Item #List3427 Sixteen Real Photo Postcards of the Chilocco Indian Agricultural School.. Indigenous History – Residential Schools – Chilocco, Unknown Photographers.
Sixteen Real Photo Postcards of the Chilocco Indian Agricultural School.
Sixteen Real Photo Postcards of the Chilocco Indian Agricultural School.
Sixteen Real Photo Postcards of the Chilocco Indian Agricultural School.
[Indigenous History – Residential Schools – Chilocco] Unknown Photographers

Sixteen Real Photo Postcards of the Chilocco Indian Agricultural School.

United States: S.H. Kress & Co., Hixson Photo, and others, c. 1900s–1950s. Sixteen real photo postcards with six completed. Excellent. Item #List3427

A collection of sixteen real photo postcards showing the Chilocco Indian Agricultural School. Chilocco opened in 1884 in what was then Cherokee land in Indian Territory, and is now Newkirk, Oklahoma. Its early students were Cheyenne, Arapaho, Wichita, Comanche, and Pawnee; after 1910, Cherokee students began attending the school as well. Like other residential schools, it was run in the style of a military school, but focused on vocational training and manual and domestic labor. In the 1930s, its curriculum was reformed to have a greater focus on academics. It closed in 1980.

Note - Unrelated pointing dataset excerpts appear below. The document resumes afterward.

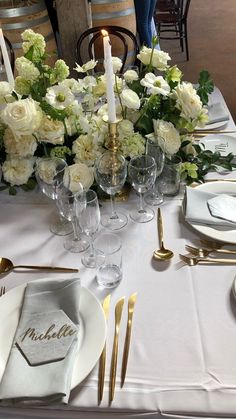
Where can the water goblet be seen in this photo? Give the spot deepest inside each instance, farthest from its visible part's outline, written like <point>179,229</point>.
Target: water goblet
<point>154,196</point>
<point>110,174</point>
<point>71,205</point>
<point>49,173</point>
<point>89,220</point>
<point>142,174</point>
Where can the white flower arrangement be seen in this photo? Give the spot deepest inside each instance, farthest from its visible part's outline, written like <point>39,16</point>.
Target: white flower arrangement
<point>49,114</point>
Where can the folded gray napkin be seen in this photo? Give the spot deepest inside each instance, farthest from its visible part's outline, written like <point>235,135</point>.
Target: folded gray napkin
<point>217,113</point>
<point>50,381</point>
<point>203,207</point>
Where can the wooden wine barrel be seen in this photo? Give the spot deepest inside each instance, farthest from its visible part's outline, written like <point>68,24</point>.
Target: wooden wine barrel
<point>17,16</point>
<point>117,13</point>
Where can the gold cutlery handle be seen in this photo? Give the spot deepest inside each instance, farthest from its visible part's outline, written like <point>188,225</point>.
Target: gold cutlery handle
<point>216,261</point>
<point>46,268</point>
<point>126,351</point>
<point>113,368</point>
<point>101,374</point>
<point>160,227</point>
<point>225,251</point>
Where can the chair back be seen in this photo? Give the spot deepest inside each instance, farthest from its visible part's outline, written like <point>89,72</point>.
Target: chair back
<point>11,53</point>
<point>90,46</point>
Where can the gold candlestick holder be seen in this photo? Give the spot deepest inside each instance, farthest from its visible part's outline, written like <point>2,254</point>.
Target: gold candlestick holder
<point>112,142</point>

The postcards include shots of grounds and building exteriors; some interiors, especially the school’s newspaper office; a performance of “Hiawatha” (probably Samuel Coleridge-Taylor’s The Song of Hiawatha), where students in traditional dress pose with tipis and a canoe; “Indian Students At Chiloco In Native Costume”, showing a boy and a girl posing; and “Battalion and Band Inspection”, showing groups of uniformed students in marching formation. One interesting shot shows band practice in the chapel, which has large woven tapestries on the wall, including one that appears to show a cross.

Four of the completed cards were mailed from “Polly” to her parents, Mr. and Mrs. J.W.T. Andem of Milton, Massachusetts. These are likely from the 1940s to 1950s. Mr. Andem seems to have been a student at Chilocco; Polly writes:

“We were greeted royally at Chiloco. [...] One of the teachers was there so I showed him your map and he tried to locate old buildings for me. My, how the place has changed! You’d never recognize it. There are dozens of stone buildings. The place looks like a college campus. I don’t know whether my pictures will mean anything to you or not. [...] Does it look familiar? They were all interested in your map. Some thought the water tower had been moved and others said it hadn’t.”

Of interest to historians of US residential schools.